Skimpy budgets, low pay and public disrespect is prompting educators to abandon the classroom in droves
Citing low pay, widespread disrespect and potential opportunities in other fields, frustrated public-school teachers walked away from their classrooms in record numbers during 2018, according to a recent Wall Street Journal report based on U.S. Department of Labor figures.
Public education employees, including person in jobs as varied as community-college faculty, school psychologists and janitors, quitting their jobs at the fastest rate since such figures were first compiled in 2001. In the first 10 months of 2018, public educators quit at an average rate of 83 per 10,000 a month, the newspaper said, citing the Labor Department. Although the overall rate for U.S. workers was much higher — 231 jobs quit per 10,000 workers in 2018 — the figure for teachers and other public education employees was a record high and the continuation of a disturbing trend.
For years, teachers have complained that they’re overworked and under appreciated as states have stripped away work protections, cut school budgets and blamed them for student underperformance.
What’s more, as the private-sector labor market rebounded from the recession, teachers and other school workers have yet to get back to where they were more than a decade ago. “Funding for public education in several states hasn’t yet recovered from cuts during the downturn,” the Journal reported.

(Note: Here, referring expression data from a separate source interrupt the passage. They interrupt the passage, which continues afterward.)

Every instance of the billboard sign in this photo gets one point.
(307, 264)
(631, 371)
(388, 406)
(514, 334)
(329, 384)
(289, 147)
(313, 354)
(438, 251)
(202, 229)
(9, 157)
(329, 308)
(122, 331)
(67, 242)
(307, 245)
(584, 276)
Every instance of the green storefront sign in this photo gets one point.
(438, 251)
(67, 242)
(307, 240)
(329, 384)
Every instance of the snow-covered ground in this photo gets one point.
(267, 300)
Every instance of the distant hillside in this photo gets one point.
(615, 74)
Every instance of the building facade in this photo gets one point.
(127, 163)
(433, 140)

Encouraged by a tight labor market and low unemployment, teachers told the newspaper they expect to find more lucrative and respected jobs outside the classroom, a mass decision that is remarkable in an industry that typically hasn’t experienced such turnover turmoil.
“The educators may be finding new jobs at other schools, or leaving education altogether,” the newspaper reported. “The departures come alongside protests this year in six states where teachers in some cases shut down schools over tight budgets, small raises and poor conditions.”
A May 2018 study by the Center for Budget and Policy Priorities found that many states are providing much less school funding than they were a decade ago. That effectively shifts the burden of paying public education workers onto local governments and results in wide swings in educational equity and outcomes, according to the center’s analysis, which is based on data from the Census Bureau.